Mario Pavesi scrive:
È corretto scrivere «cosa?» Ai tempi della scuola mi hanno abituato, a forza di segnacci, ad usare «che cosa» o «che».
Questo è uno dei miti che stranamente la scuola continua a mantenere in vita – se non tutta la scuola, certi insegnanti che non hanno mai avuto una grande dimestichezza con Alessandro Manzoni, il quale fin dall’edizione «quarantana» del romanzo introdusse in abbondanza il cosa interrogativo, correggendo in questo senso quasi tutti i passi corrispondenti della «ventisettana».
Vediamo che cosa (cosa!) ci dà una breve spulciatura dai capp. I e II dei Promessi Sposi.
- «Cosa comanda?» rispose subito don Abbondio, alzando i suoi dal libro, che gli restò spalancato nelle mani, come sur un leggio.
- «Se Renzo si potesse mandare in pace con un bel no, via; ma vorrà delle ragioni; e cosa ho da rispondergli, per amor del cielo?»
- «Vuol dunque ch’io sia costretta di domandar qua e là cosa sia accaduto al mio padrone?» disse Perpetua, ritta dinanzi a lui.
- «Ma, col nome del cielo, non mi tenga così sulla corda, e mi dica chiaro e netto cosa c’è ...»
- «Via, caro Renzo, non andate in collera, che son pronto a fare... tutto quello che dipende da me. Io, io vorrei vedervi contento; vi voglio bene io. Eh!... quando penso che stavate così bene; cosa vi mancava? V’è saltato il grillo di maritarvi...»
- «Ah cane!» urlò Renzo. «E come ha fatto? Cosa le ha detto per...?»
- «Vo un momento, e torno,» disse Lucia alle donne; e scese in fretta. Al veder la faccia mutata, e il portamento inquieto di Renzo, «cosa c’è?» disse, non senza un presentimento di terrore.

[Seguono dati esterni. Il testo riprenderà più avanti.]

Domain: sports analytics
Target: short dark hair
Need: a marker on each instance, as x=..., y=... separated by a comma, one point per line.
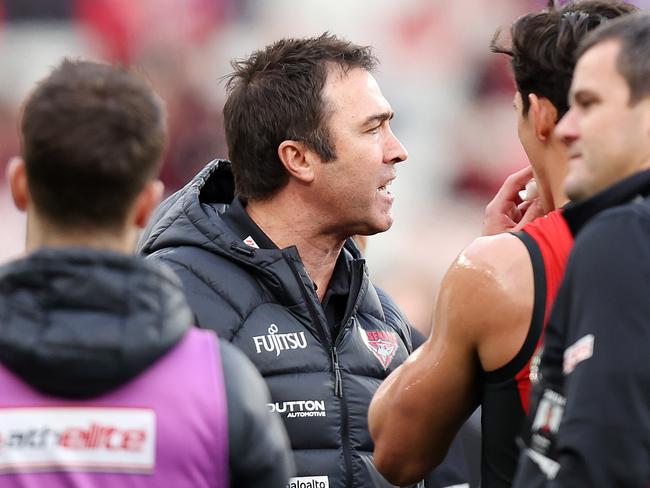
x=633, y=61
x=544, y=46
x=275, y=95
x=92, y=136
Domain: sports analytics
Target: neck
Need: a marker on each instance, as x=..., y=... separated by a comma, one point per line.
x=290, y=221
x=550, y=175
x=43, y=234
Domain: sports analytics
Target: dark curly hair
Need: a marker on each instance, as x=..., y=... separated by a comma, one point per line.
x=275, y=95
x=544, y=45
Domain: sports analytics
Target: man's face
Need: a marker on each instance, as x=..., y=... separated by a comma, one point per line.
x=605, y=136
x=353, y=190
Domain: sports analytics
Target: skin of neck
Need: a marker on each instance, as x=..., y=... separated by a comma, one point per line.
x=290, y=219
x=550, y=167
x=42, y=233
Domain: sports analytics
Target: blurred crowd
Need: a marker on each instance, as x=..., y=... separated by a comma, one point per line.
x=452, y=98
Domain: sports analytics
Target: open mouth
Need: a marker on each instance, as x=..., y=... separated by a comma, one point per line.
x=384, y=188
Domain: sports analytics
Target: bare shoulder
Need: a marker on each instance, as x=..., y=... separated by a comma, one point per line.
x=487, y=295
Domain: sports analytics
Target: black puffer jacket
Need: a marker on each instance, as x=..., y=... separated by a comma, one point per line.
x=77, y=323
x=263, y=301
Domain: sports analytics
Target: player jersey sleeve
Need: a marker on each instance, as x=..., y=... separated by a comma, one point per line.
x=603, y=403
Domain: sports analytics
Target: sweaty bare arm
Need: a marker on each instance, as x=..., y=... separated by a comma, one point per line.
x=482, y=314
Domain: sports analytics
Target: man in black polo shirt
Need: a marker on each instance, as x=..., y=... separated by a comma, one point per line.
x=590, y=419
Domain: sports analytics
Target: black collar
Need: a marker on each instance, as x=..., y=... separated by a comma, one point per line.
x=579, y=213
x=240, y=222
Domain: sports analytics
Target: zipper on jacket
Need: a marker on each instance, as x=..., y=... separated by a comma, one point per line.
x=242, y=250
x=338, y=382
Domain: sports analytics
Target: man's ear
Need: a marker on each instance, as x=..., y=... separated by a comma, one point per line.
x=147, y=201
x=17, y=177
x=298, y=160
x=543, y=117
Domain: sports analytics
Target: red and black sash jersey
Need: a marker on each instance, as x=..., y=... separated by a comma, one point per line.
x=505, y=391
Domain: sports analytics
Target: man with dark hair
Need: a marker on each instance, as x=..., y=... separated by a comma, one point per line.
x=495, y=298
x=590, y=414
x=270, y=265
x=102, y=374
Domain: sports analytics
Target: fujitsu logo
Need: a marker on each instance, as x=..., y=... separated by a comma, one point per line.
x=274, y=342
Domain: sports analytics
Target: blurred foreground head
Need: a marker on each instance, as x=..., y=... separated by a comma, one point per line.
x=91, y=138
x=607, y=129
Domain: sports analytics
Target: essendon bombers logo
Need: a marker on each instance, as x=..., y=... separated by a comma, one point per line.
x=383, y=344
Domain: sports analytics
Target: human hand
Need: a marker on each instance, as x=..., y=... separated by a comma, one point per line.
x=507, y=211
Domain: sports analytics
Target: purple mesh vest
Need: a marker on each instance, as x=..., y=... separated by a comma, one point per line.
x=167, y=427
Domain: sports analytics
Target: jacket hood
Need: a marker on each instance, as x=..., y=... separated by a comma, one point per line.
x=78, y=323
x=191, y=217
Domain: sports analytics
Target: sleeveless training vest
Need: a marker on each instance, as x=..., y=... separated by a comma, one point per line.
x=166, y=427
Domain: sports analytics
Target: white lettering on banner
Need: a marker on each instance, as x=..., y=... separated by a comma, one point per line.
x=277, y=343
x=300, y=408
x=96, y=439
x=309, y=482
x=578, y=352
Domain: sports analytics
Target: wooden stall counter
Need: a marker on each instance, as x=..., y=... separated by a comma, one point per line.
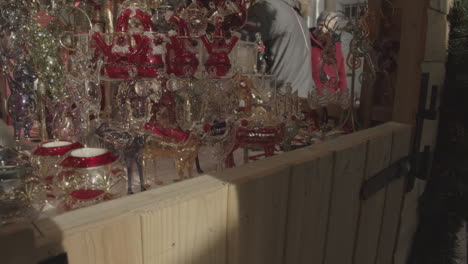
x=302, y=206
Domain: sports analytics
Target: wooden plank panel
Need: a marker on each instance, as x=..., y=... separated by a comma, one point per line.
x=257, y=219
x=344, y=208
x=393, y=200
x=186, y=227
x=116, y=242
x=17, y=244
x=309, y=197
x=378, y=158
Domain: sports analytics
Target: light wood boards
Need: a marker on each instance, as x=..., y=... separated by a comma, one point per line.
x=298, y=207
x=257, y=218
x=394, y=197
x=308, y=206
x=188, y=229
x=371, y=210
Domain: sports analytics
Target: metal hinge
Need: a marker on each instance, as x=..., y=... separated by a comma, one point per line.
x=417, y=164
x=378, y=182
x=422, y=161
x=59, y=259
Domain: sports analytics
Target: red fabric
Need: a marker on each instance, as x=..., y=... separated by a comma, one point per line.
x=316, y=58
x=58, y=151
x=76, y=162
x=175, y=133
x=86, y=194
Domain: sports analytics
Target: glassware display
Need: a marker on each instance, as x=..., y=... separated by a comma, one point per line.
x=22, y=100
x=177, y=80
x=21, y=193
x=45, y=161
x=181, y=53
x=175, y=143
x=218, y=63
x=88, y=176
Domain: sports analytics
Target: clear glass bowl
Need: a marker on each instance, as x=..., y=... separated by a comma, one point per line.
x=89, y=176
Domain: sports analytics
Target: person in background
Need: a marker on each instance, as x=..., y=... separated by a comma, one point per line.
x=328, y=67
x=285, y=34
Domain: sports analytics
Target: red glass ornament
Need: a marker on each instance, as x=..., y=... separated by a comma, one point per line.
x=180, y=57
x=218, y=62
x=86, y=162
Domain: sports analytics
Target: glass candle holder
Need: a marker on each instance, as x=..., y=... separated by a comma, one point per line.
x=88, y=176
x=45, y=161
x=22, y=195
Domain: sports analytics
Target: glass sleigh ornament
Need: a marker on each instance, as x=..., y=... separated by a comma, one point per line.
x=118, y=54
x=88, y=176
x=126, y=137
x=195, y=16
x=258, y=124
x=200, y=110
x=182, y=50
x=165, y=137
x=22, y=195
x=219, y=126
x=46, y=158
x=174, y=143
x=218, y=62
x=287, y=107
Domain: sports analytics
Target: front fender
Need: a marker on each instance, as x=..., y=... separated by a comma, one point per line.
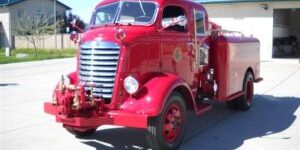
x=152, y=96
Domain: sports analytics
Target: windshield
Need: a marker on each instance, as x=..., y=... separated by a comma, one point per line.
x=129, y=12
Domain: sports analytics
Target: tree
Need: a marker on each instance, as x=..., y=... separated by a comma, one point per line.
x=33, y=27
x=79, y=23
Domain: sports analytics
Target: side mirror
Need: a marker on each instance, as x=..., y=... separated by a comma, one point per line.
x=74, y=25
x=74, y=37
x=180, y=20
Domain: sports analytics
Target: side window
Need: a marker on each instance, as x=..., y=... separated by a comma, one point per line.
x=171, y=13
x=200, y=22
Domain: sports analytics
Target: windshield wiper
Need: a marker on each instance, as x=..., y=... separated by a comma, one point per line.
x=141, y=5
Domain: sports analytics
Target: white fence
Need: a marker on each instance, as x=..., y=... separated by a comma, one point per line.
x=46, y=42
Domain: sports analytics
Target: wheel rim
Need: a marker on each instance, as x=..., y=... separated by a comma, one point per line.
x=172, y=123
x=249, y=94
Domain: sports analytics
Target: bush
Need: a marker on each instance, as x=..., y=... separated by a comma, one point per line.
x=43, y=54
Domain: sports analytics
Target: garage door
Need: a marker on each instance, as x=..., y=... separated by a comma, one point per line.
x=286, y=33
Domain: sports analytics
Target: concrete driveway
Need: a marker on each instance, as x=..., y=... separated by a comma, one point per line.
x=272, y=123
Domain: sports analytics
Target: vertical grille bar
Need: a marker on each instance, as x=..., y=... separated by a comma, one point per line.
x=98, y=64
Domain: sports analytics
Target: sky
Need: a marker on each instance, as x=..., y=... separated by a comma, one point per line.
x=82, y=8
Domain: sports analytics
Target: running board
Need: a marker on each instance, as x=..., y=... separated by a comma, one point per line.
x=202, y=108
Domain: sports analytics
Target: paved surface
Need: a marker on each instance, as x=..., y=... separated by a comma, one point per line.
x=272, y=123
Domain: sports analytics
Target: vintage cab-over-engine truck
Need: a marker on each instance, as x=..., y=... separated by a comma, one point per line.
x=145, y=63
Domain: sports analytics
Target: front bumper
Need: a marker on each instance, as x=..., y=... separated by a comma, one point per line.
x=113, y=117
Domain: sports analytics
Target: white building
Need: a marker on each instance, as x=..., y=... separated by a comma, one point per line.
x=13, y=9
x=267, y=20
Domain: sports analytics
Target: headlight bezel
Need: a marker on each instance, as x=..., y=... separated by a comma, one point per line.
x=131, y=84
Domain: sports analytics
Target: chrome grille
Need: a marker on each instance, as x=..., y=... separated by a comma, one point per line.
x=98, y=65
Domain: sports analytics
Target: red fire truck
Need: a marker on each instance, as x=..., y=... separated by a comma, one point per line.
x=145, y=63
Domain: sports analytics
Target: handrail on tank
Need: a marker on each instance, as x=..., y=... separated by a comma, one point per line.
x=222, y=31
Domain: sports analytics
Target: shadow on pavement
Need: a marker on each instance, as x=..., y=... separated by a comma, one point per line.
x=8, y=84
x=219, y=128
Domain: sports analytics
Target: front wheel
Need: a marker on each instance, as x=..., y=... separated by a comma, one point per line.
x=81, y=133
x=167, y=130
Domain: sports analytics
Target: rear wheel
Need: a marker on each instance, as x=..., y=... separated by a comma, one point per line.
x=166, y=131
x=245, y=101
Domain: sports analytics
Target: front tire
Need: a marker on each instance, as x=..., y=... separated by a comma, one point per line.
x=81, y=133
x=167, y=130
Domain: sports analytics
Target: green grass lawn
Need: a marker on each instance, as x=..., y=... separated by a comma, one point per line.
x=42, y=54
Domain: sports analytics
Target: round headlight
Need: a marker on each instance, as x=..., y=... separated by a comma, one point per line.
x=67, y=80
x=131, y=85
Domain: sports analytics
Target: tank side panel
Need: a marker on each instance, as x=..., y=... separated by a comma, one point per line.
x=232, y=56
x=220, y=65
x=241, y=57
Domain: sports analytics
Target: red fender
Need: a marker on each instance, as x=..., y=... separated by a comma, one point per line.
x=152, y=96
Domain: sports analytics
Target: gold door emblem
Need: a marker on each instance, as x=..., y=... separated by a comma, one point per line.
x=177, y=54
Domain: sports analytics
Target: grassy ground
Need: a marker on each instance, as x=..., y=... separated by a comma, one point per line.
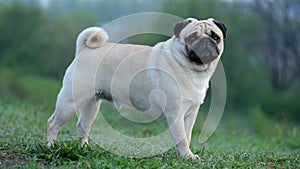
x=23, y=140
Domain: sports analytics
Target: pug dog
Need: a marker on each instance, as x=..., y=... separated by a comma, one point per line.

- Intanto la buona Agnese (così si chiamava la madre di Lucia), messa in sospetto e in curiosità dalla parolina all’orecchio, e dallo sparir della figlia, era discesa a veder cosa c’era di nuovo.
Come si vede nella maggior parte dei casi, ma non in tutti, si tratta di discorso diretto.
Già i contemporanei del Manzoni sostenevano che quest’uso di cosa? fosse tipicamente settentrionale, anzi, lombardo. Avranno avuto le loro buone ragioni; io mi limito a citare i seguenti versi:
Nun capisciu cosa è stu Parramentu
siddu è ’ndiavulato o puru santu,
ca pàrtiri ni fa lu sintimentu:
misi sti pisi e fa paari tantu? ....Non capisco cosa è questo Parlamento,
s’esso è indiavolato oppure santo,
perché ci fa uscire di senno:
mise questi pesi (tasse) e fa pagare tanto ...
Questo è l’inizio di un lungo componimento il cui autore «è Vito Mangano di Mascalucia (Catania), soprannominato Scìddica-Sapuni (Scivola sapone), nato il 29 dicembre 1807 da poverissima gente e morto il 14 marzo 1870, di mestiere costruttore di aratri e di attrezzi per la campagna. Poeta estemporaneo, ebbe una larga popolarità per il piglio della sua satira, tanto che uno studioso del tempo lo chiamò «l’Aristofane di Mascalucia».» (Leydi, pp. 270-271).
Aggiungo che le grammatiche piemontesi contemplano il cosa? pronome interrogativo; ma mio padre, quando parlava nel dialetto di Santo Stefano Belbo, non lo usava mai: la sua forma interrogativa era «lòn che ’t fase? lòn che ’t veule?» (che fai? che vuoi?). Ed anche al mio orecchio l’interrogazione con cosa? in piemontese suona come italianismo.